What is the significance of the phrase "eyes like or of an iguana" or "iguana eyes"? I have heard and read it within the Dominican culture. What are the characteristics of iguana eyes? Is this a compliment or insult'
I would have thought the phrase had to do with color or shape but both of these explanations make more sense. Thank you.
Maybe the ability to see in front and behind themselves simultaneously, or the inability to see well in front of themselves or perceive depth.
*Because iguanas are potential prey for a wide variety of predators, they need to be constantly on the lookout for approaching trouble. To help them do this, an iguana's eyes are set far to the side of his head. This gives a very wide field of vision, greater than 180 degrees, allowing them to see to the front, to the side, and slightly to the rear.
The disadvantage to this arrangement, however, is that the field of vision of both eyes does not overlap very much at the front. In humans, our binocular fields of vision overlap extensively, which allows us to accurately judge distances (as a trade-off, though, humans do not have very good peripheral vision). In iguanas, the overlap is only slight, making it difficult for an iguana to look at something with both eyes at the same time.

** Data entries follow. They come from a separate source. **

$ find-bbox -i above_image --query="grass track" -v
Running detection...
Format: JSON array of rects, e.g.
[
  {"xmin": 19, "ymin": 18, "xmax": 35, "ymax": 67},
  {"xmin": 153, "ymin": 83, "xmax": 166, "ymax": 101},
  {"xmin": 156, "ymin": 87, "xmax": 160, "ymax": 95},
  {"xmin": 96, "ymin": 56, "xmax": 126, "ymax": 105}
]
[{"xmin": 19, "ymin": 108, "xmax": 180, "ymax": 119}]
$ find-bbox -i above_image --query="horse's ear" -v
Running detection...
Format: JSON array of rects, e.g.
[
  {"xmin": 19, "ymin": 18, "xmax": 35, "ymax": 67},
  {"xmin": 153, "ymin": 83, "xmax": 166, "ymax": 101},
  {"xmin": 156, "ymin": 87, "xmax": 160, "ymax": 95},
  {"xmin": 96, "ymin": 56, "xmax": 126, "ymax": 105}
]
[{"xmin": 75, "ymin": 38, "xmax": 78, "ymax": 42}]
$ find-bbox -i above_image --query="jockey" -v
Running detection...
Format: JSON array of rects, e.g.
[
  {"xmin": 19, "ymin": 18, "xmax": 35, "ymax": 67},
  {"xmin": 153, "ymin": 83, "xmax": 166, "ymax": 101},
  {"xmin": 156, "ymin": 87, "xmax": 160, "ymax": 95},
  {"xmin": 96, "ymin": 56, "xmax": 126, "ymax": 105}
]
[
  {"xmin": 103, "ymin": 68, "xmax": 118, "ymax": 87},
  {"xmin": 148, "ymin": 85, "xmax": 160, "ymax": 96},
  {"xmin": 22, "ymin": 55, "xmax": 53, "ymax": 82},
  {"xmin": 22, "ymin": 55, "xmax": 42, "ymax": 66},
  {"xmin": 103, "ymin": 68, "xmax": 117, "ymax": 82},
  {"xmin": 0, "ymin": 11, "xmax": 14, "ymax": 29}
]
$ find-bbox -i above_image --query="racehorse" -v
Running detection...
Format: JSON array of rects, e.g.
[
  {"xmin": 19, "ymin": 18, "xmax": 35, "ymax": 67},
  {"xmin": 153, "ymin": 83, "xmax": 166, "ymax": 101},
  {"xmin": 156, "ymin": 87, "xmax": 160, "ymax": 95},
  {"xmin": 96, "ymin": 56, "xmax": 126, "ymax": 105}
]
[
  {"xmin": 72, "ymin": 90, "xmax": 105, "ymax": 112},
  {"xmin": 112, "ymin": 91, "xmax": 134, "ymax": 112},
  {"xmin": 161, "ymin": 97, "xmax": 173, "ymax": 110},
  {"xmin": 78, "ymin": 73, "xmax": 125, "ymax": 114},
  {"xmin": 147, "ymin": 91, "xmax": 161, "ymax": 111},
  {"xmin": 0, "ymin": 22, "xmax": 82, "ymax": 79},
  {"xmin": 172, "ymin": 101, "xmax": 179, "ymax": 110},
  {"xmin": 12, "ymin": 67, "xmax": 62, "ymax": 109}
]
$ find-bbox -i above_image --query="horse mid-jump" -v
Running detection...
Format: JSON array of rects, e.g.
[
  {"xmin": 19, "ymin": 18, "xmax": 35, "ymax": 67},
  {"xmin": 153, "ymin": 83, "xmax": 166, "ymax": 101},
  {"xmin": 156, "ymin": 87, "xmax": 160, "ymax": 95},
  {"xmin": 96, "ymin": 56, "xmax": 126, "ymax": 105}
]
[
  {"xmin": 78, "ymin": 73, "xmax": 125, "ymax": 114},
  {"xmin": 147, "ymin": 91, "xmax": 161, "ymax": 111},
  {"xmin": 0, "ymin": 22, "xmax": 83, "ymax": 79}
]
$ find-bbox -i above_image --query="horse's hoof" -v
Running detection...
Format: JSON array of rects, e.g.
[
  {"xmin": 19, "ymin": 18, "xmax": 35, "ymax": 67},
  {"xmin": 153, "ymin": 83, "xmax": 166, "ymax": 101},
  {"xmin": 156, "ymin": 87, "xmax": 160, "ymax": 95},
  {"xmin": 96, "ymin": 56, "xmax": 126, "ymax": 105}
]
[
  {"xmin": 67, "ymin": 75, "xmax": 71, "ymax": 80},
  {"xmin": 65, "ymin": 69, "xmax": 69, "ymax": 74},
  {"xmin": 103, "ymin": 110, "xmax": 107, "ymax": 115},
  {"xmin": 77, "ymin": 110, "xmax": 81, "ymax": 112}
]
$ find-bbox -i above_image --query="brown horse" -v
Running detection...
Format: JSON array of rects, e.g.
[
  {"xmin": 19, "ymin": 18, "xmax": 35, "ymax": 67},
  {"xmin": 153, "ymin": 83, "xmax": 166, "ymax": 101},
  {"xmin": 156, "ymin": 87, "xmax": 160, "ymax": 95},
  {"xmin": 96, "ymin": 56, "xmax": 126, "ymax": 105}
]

Because of this, iguanas are not able to judge distances very well--a potential hazard to an animal that continually jumps from one high tree branch to another. While I was in Nicaragua, I would often see or hear an iguana come crashing down through the underbrush after misjudging a jump and falling out of his tree. Fortunately, iguanas are built to withstand a lot of punishment, and all of the fallen iguanas would, after a moment or two to clear their head, go scampering off unharmed, to head for the nearest tree trunk.*
I have no idea. I can only assume that this is similar to an English phrase, "eyes like a hawk". Hopefully James will come along and provide all the necessary details, mind you, he is from America, so over there it might be "eyes like a japanese interpreter". James, where are you, hehe.